The benefit of atomic builds is it's very easy to reproduce the behavior of your application at any given moment.

So, for example, a user reports a difficult to find bug and you're only investigating it 2 weeks later. You'll need to rewind your application's "code state" to whatever it was at the time that the user was using your application. For a monolithic application this is as easy as pointing the monolithic repo to some commit SHA.

With microservices this is much harder to do without tooling. This can be for many reasons. Sometimes every microservice is a separate repo. Sometimes your development environment isn't running every microservice.

> Pure functional peeps say no state at all, and arguably the functional paradigm often works, but the performance hit is insane at times.

I'm not even that into FP and this is painful to read. Such a gross misrepresentation of what FP is about.

> Microservices say you need to decouple components and that components can only talk through preestablished and agreed upon messages.

You mean like function calls?

> It enforces this decoupling by isolating different bits of code on the other sides of boundaries

You mean like... visibility? As in public/private interfaces?
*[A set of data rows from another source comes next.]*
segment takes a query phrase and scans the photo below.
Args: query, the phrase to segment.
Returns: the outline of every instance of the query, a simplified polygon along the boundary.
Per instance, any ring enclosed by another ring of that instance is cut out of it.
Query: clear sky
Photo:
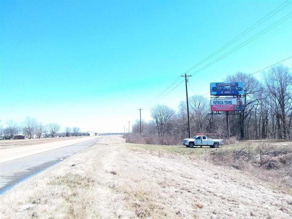
[[[1,1],[0,120],[5,127],[29,116],[62,131],[122,132],[139,118],[140,107],[147,121],[158,103],[177,110],[185,100],[184,83],[146,104],[285,1]],[[291,5],[189,74],[291,13]],[[252,73],[291,56],[290,18],[191,77],[189,95],[207,93],[210,82],[228,74]],[[291,67],[292,59],[283,64]]]

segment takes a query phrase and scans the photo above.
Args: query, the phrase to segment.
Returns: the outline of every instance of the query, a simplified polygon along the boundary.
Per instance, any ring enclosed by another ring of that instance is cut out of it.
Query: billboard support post
[[[230,138],[230,129],[229,128],[229,112],[226,112],[226,128],[227,130],[227,137]]]
[[[185,91],[187,94],[187,129],[189,132],[189,138],[191,138],[191,128],[190,124],[190,113],[189,112],[189,98],[187,97],[187,77],[190,77],[192,75],[187,75],[187,74],[185,74],[185,76],[181,75],[182,77],[184,77],[185,79]]]

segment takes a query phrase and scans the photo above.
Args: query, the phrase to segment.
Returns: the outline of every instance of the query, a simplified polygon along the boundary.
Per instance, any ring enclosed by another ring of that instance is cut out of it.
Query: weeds
[[[211,151],[206,159],[216,165],[251,173],[275,187],[292,186],[292,150],[288,147],[267,143],[241,146],[238,143]]]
> so that network connections of some type have to be used to communicate between modules

Enforcing correctness by placing a network boundary is too heavy handed. There are other ways to achieve the same thing that doesn't involve adding orders of magnitude latency for no reason.

> You get some benefits with this, I still maintain it is easier to update to new breaking changes of dependencies on smaller chunks of code rather than adopt a breaking change to a global dependency across possibly hundreds of thousands of lines of code.

You do realize that large software existed before microservices became a thing right? And it was maintainable, right? There are so many ways to solve this problem without affecting thousands of lines of code blindly.

There's also just as much risk in having 10 services that are running slightly different versions of the same dependency. In fact that's a freaking nightmare.

> Because you only need to maintain the API contract, microservices can be deployed in a true CI/CD fashion, with teams constantly releasing changes to their services throughout the day, every workday.

Sir, I'm afraid of you have a bad case of buzzworditis.